[CML 032819] 『南京!南京!』(中国映画 監督:陸川/ルー・チューアン 2009年公開)をyoutubeで観る

higashimoto takashi higashimoto.takashi at khaki.plala.or.jp
2014年 7月 26日 (土) 21:54:55 JST


youtubeの日本語字幕版で『南京!南京!』(監督:陸川(ルー・チューアン)、2:14:50、2009年)を観ました。はじめは意図がわか
らず、なかなか観通すのに難儀したのですが、それでもこの映画の映像の美しさは私にもわかるものでした。私は久しぶりに「硬
質のリリシズム」という言葉を思い出しました。特に被「攻略」側(中国側)の情念を内向させた寡黙な男性を演じるリウ・イエの描
き方に私はそれを感じました。そのことがはっきりとわかるようになった頃には作品の意図も見えてきて、私は一層この作品に魅
かれていきました。ラストにすでに遺影となった登場人物の写真がクローズアップされて映し出されるのですが、時間にすればほ
んの数十秒のことでしょうが、私は長いことその遺影を見入っていたような気がします。 

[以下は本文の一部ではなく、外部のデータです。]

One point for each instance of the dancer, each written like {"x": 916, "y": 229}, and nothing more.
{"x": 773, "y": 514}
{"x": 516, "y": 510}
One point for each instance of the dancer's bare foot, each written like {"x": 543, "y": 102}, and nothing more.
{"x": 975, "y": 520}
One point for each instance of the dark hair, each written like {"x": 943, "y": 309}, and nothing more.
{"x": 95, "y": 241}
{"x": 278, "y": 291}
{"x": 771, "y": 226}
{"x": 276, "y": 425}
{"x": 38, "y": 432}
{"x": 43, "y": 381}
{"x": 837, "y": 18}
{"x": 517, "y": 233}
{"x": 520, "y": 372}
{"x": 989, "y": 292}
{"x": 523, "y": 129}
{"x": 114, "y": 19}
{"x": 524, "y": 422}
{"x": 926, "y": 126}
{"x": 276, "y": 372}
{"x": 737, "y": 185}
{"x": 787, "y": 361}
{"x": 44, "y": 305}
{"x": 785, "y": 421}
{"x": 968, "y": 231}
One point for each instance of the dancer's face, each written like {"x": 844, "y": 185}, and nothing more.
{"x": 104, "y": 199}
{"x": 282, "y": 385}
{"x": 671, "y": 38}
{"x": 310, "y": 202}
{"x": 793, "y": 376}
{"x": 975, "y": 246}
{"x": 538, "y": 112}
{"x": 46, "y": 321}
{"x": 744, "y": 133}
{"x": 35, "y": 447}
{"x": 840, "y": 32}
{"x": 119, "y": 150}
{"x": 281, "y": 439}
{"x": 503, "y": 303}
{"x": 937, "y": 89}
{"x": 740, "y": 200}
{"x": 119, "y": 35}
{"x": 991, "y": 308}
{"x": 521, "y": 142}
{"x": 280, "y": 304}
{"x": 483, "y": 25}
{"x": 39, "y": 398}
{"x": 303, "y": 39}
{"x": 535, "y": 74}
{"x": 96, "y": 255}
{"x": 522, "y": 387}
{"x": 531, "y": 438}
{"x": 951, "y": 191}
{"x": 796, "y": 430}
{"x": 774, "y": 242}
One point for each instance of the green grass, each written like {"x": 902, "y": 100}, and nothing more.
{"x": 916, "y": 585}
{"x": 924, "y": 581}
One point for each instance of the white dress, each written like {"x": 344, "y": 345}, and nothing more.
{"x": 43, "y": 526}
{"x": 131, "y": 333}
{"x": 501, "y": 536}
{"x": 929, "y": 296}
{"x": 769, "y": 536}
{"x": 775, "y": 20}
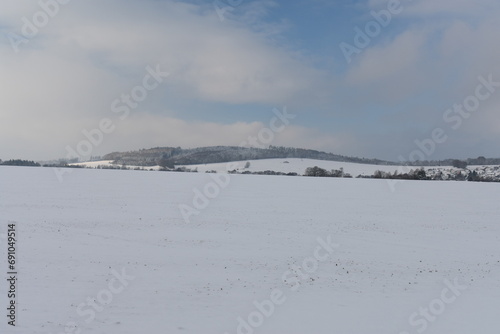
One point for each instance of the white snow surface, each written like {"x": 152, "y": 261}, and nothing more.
{"x": 396, "y": 249}
{"x": 293, "y": 165}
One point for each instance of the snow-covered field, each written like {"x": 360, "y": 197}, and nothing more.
{"x": 108, "y": 251}
{"x": 294, "y": 165}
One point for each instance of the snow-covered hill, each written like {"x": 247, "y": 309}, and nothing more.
{"x": 108, "y": 251}
{"x": 299, "y": 166}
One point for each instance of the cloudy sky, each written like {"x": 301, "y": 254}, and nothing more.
{"x": 364, "y": 78}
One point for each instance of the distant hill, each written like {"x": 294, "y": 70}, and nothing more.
{"x": 170, "y": 156}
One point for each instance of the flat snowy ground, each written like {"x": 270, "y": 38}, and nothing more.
{"x": 108, "y": 251}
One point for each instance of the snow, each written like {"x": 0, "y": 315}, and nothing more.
{"x": 396, "y": 249}
{"x": 295, "y": 165}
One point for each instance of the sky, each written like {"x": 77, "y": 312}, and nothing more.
{"x": 394, "y": 80}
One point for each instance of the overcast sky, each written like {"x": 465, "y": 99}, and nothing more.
{"x": 65, "y": 66}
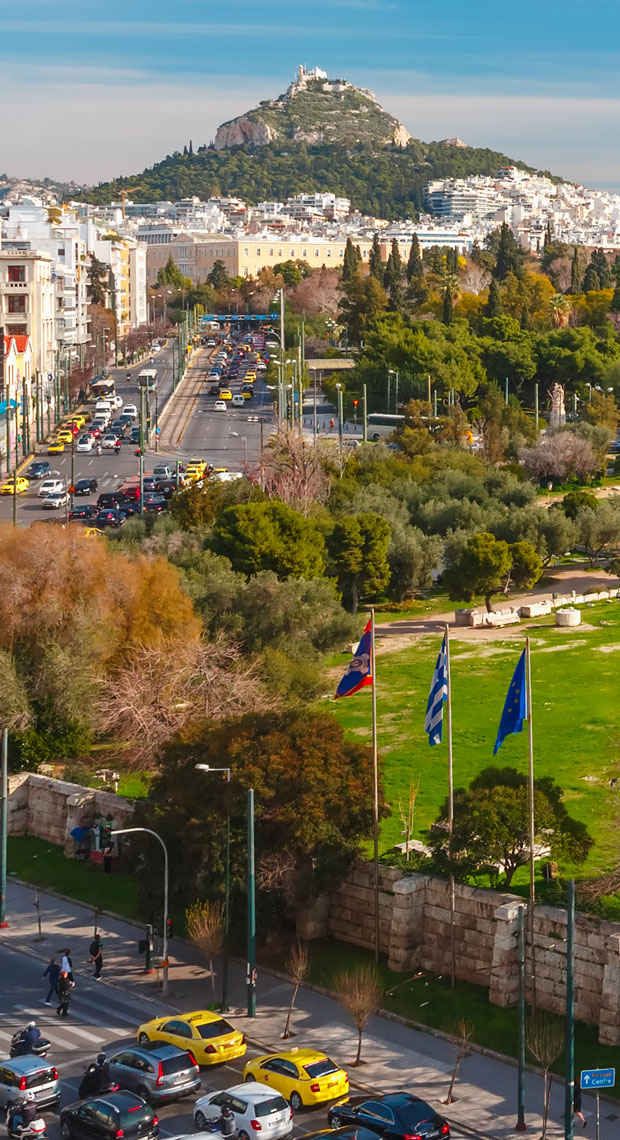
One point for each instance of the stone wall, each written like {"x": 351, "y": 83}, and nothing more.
{"x": 415, "y": 935}
{"x": 51, "y": 808}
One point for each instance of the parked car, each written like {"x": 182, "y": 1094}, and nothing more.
{"x": 396, "y": 1115}
{"x": 157, "y": 1073}
{"x": 108, "y": 1116}
{"x": 31, "y": 1073}
{"x": 86, "y": 487}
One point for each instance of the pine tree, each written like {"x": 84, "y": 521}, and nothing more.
{"x": 494, "y": 304}
{"x": 415, "y": 265}
{"x": 375, "y": 265}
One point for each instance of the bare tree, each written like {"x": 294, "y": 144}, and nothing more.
{"x": 360, "y": 991}
{"x": 545, "y": 1036}
{"x": 205, "y": 928}
{"x": 464, "y": 1032}
{"x": 296, "y": 968}
{"x": 407, "y": 811}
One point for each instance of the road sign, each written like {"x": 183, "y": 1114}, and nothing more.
{"x": 597, "y": 1079}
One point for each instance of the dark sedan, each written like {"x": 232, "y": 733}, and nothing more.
{"x": 86, "y": 487}
{"x": 397, "y": 1115}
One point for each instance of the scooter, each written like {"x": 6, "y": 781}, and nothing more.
{"x": 18, "y": 1047}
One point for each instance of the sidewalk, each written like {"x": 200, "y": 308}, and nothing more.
{"x": 394, "y": 1055}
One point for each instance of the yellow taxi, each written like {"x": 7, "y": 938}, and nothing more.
{"x": 9, "y": 487}
{"x": 209, "y": 1036}
{"x": 303, "y": 1076}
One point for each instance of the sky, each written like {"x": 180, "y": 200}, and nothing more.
{"x": 91, "y": 89}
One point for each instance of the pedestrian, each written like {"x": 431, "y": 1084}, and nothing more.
{"x": 52, "y": 972}
{"x": 577, "y": 1100}
{"x": 96, "y": 951}
{"x": 64, "y": 993}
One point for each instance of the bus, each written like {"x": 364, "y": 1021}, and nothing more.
{"x": 381, "y": 425}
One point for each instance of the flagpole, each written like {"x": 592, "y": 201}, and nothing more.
{"x": 450, "y": 803}
{"x": 532, "y": 829}
{"x": 375, "y": 776}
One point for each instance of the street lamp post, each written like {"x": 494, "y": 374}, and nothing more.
{"x": 147, "y": 831}
{"x": 206, "y": 767}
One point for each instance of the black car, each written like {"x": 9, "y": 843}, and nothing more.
{"x": 83, "y": 513}
{"x": 39, "y": 470}
{"x": 106, "y": 1117}
{"x": 86, "y": 487}
{"x": 109, "y": 518}
{"x": 394, "y": 1115}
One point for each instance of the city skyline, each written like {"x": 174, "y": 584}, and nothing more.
{"x": 95, "y": 95}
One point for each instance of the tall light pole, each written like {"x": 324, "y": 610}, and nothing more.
{"x": 147, "y": 831}
{"x": 206, "y": 767}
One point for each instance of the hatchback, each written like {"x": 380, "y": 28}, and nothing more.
{"x": 29, "y": 1074}
{"x": 255, "y": 1110}
{"x": 156, "y": 1072}
{"x": 106, "y": 1117}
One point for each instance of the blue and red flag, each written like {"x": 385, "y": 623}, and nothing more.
{"x": 359, "y": 672}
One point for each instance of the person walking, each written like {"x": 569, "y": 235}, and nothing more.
{"x": 96, "y": 952}
{"x": 52, "y": 972}
{"x": 64, "y": 993}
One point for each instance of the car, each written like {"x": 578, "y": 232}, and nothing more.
{"x": 49, "y": 486}
{"x": 211, "y": 1039}
{"x": 304, "y": 1076}
{"x": 156, "y": 1072}
{"x": 83, "y": 512}
{"x": 13, "y": 486}
{"x": 108, "y": 1116}
{"x": 255, "y": 1109}
{"x": 394, "y": 1115}
{"x": 31, "y": 1073}
{"x": 38, "y": 470}
{"x": 84, "y": 487}
{"x": 109, "y": 516}
{"x": 55, "y": 501}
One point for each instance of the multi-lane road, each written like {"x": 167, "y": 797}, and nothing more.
{"x": 188, "y": 428}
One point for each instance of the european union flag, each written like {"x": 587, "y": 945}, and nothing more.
{"x": 515, "y": 708}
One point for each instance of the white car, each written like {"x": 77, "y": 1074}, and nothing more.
{"x": 50, "y": 487}
{"x": 258, "y": 1110}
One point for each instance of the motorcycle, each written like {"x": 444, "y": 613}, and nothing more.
{"x": 19, "y": 1048}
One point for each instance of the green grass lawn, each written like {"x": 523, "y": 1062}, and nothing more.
{"x": 576, "y": 719}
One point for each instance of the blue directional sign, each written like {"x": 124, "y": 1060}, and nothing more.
{"x": 597, "y": 1079}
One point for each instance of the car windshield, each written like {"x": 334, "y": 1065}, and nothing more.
{"x": 320, "y": 1068}
{"x": 268, "y": 1107}
{"x": 218, "y": 1028}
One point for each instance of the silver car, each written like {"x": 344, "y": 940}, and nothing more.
{"x": 29, "y": 1074}
{"x": 156, "y": 1072}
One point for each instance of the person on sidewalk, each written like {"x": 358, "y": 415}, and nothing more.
{"x": 64, "y": 992}
{"x": 96, "y": 952}
{"x": 52, "y": 972}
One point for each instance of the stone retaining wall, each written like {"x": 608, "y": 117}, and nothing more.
{"x": 51, "y": 808}
{"x": 415, "y": 934}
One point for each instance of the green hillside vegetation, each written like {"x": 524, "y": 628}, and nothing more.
{"x": 385, "y": 182}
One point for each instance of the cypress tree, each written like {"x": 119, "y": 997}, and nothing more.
{"x": 415, "y": 265}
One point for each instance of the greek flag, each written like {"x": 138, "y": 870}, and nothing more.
{"x": 433, "y": 724}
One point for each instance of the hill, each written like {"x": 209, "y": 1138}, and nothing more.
{"x": 321, "y": 135}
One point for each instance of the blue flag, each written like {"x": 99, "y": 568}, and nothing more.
{"x": 359, "y": 670}
{"x": 515, "y": 707}
{"x": 433, "y": 723}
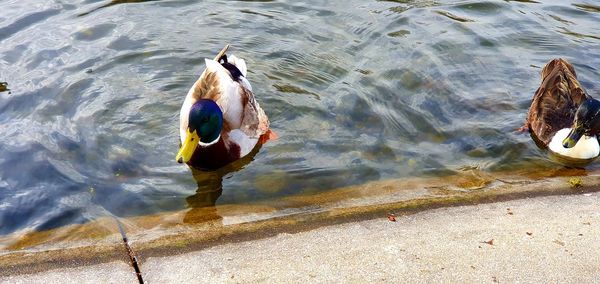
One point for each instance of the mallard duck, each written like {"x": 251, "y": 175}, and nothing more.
{"x": 220, "y": 120}
{"x": 562, "y": 117}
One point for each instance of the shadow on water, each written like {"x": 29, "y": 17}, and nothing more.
{"x": 113, "y": 3}
{"x": 210, "y": 188}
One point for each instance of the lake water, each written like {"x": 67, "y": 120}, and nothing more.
{"x": 358, "y": 91}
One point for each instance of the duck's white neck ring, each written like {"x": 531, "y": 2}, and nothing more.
{"x": 202, "y": 144}
{"x": 586, "y": 148}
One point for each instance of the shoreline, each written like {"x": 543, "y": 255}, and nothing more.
{"x": 550, "y": 238}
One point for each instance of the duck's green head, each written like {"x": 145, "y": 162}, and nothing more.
{"x": 587, "y": 122}
{"x": 205, "y": 122}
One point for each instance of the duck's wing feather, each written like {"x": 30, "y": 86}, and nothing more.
{"x": 555, "y": 101}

http://www.youtube.com/watch?v=VWjHyCKaRUg

辺見庸はこの『南京!南京!』について次のように書いています。

      『南京!南京!』。1937年12月から翌年1月までの出来事が、1971年生まれの中国人監督によって、このように映像化
      された。まずそのことに、言いしれないおどろきをおぼえる。歴史、経験、記憶、映像、忘却、視圏、写角……。見ること
      と、見られること。記憶すること、記憶されること。曝すことと、曝されること。死者の山のざわめき。(略)事実とは反事実
      をふくむ、糸のきれて散らばった数珠玉である。事実とはしたがって異同そのものである。陸川監督が資料と証言という
      おびただしい数珠玉を、かれの歴史観、人間観、想像力という糸でつないでみたら、こんな全景になったということだろう。
      (略)

      『南京!南京!』は、中国製というより、陸川監督の手になる南京大虐殺にかんする映像テクストである。日本ではこれ
      に比肩しうる映像テクストがない。みずからの非を飾ることのさもしさもさることながら、日本というクニには、かかわって
      きた戦争と戦争犯罪のテクストがほとんどないこと――それは「学ばない」という習性のあわれをこえた不可思議であり、
      それこそが恐怖のみなもとだ。南京攻略祝賀式典のシーン。うち鳴らされる大太鼓。ドンドコドンドコ。多数の兵士たち
      の、なにやらドジョウすくいのような、異様なダンスと行進。神輿のようなもの。はためく各師団の幟。必見である。思い
      切ってデフォルメされた、このありえそうもないシーンこそ、わたしにはもっともリアルで、卓抜な映像とかんじられた。シ
      ュールである。シュールであったのだ。リーベン(日本)の素振りと律動が、こうみられたのだ。(「日録27」)
      http://yo-hemmi.net/article/402548872.html

上記で辺見が「必見である」と言い、「シュール」と言い、「卓抜な映像」と言う『南京!南京!』のラストシーン(南京「攻略」を祝う
日本軍の祝賀パレードのシーン)について陸川監督はインタビューに答えて次のように言っています。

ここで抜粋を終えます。